“Is it too much to say that Stop, Look, and Listen is also the most basic lesson that the Judeo-Christian tradition teaches us? Listen to history is the cry of the ancient prophets of Israel. Listen to social injustice, says Amos; to head-in-the-sand religiosity, says Jeremiah; to international treacheries and power-plays, says Isaiah; because it is precisely through them that God speaks his word of judgment and command.
“And when Jesus comes along saying that the greatest command of all is to love God and to love our neighbor, he too is asking us to pay attention. If we are to love God, we must first stop, look, and listen for him in what is happening around us and inside us. If we are to love our neighbors, before doing anything else we must see our neighbors. With our imagination as well as our eyes, that is to say like artists, we must see not just their faces but the life behind and within their faces. Here it is love that is the frame we see them in.
“In a letter to a friend Emily Dickinson wrote that ‘Consider the lilies of the field’ was the only commandment she never broke. She could have done a lot worse. Consider the lilies. It is the sine qua non of art and religion both.”
- Frederick Buechner
then hear, see, and go.
Others can be, should be …. God’s speed bumps.
Others can be, should be …. God’s speed bumps.
The lillies of the field wouldn’t cut it with many religious people today…

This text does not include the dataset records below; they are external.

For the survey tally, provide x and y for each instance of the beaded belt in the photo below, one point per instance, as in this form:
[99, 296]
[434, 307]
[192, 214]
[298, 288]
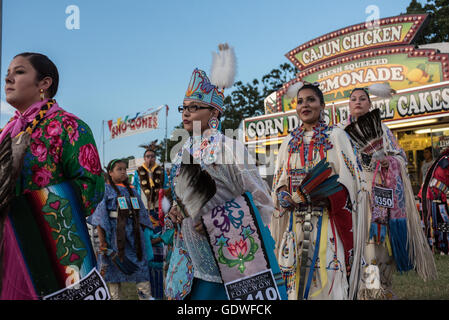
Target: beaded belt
[439, 185]
[306, 228]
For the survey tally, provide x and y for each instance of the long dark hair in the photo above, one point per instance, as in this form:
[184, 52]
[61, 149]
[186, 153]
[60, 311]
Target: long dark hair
[44, 68]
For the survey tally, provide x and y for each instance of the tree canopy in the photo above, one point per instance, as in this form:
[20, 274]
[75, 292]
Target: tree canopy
[437, 30]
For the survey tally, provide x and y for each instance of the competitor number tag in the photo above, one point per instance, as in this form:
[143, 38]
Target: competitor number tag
[91, 287]
[383, 197]
[122, 203]
[259, 286]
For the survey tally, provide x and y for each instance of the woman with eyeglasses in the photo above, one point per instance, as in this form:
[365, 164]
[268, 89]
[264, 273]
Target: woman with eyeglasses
[316, 229]
[394, 238]
[205, 254]
[51, 180]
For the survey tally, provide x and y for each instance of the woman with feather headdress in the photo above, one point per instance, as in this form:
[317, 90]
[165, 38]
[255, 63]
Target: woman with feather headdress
[150, 180]
[218, 196]
[316, 190]
[51, 180]
[394, 238]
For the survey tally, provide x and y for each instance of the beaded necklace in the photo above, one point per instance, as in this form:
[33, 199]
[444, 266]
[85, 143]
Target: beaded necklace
[29, 128]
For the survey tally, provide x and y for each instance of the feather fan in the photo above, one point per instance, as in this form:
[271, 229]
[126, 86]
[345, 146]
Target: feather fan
[318, 184]
[367, 133]
[382, 90]
[194, 187]
[224, 66]
[153, 146]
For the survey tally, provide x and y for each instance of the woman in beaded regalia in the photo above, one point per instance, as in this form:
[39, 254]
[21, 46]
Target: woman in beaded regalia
[316, 240]
[196, 270]
[394, 237]
[51, 180]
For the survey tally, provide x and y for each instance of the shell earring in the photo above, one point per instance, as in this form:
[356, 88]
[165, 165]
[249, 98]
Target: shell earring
[213, 123]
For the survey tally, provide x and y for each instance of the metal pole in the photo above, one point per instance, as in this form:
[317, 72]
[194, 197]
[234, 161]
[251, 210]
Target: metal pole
[1, 40]
[166, 141]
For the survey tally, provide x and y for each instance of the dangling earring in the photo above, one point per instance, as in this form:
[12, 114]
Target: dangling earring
[213, 123]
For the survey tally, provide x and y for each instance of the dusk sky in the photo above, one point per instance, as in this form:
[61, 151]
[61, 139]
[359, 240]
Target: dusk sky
[129, 56]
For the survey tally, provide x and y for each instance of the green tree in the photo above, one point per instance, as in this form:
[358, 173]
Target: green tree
[247, 100]
[437, 29]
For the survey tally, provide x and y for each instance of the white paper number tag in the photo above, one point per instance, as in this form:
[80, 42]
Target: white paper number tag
[135, 203]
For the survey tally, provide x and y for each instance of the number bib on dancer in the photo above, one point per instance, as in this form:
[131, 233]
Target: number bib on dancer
[383, 197]
[243, 248]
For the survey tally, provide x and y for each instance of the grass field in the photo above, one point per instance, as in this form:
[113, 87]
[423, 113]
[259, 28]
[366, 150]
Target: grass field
[406, 286]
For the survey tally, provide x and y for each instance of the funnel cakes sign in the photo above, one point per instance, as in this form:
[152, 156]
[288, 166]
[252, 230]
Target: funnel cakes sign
[402, 67]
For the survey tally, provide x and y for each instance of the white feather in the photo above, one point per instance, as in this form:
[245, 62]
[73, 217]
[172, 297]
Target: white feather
[292, 91]
[224, 67]
[382, 90]
[189, 197]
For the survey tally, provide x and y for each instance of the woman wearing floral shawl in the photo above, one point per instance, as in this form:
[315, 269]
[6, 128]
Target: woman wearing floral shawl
[51, 180]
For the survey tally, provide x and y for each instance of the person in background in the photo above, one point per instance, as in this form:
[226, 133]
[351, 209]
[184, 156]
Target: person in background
[53, 183]
[123, 225]
[149, 180]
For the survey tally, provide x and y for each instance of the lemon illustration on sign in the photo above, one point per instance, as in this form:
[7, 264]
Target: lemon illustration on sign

They wouldn’t be tall enough, colorful enough or plentiful enough to satisfy their critics; they would also probably lean in the wrong direction or be too susceptible to going wherever the wind took them…
What beautiful words from Buechner. Makes me think of “be still and know. . .”
Thanks Mike… for you, a poem in progress:
The Morning, and Still We Sleep
Continuing, the stillness
of dreams reshaped
is day formed.
The moment of waking,
touched, is never
to be held.
You hand me birds,
their beaks and wings
without song or cadence;
I say wooden
soldiers will stand still,
their fingers sprouting triggers.
Shots fall quietly
in their shade,
and Jay did sing, patriotic,
easing us awake with
whistles— a gentle patrolman,
pressed and perched, shaping citizens.
It should be impossible
to stay asleep in the wood
alive with this urgent,
bright call,
and the quaking form
of sentinels, saluting us
one by one
together, quiet,
and so attentive.
Some ideas, as Emily would I’m sure agree, don’t fit into prose containers.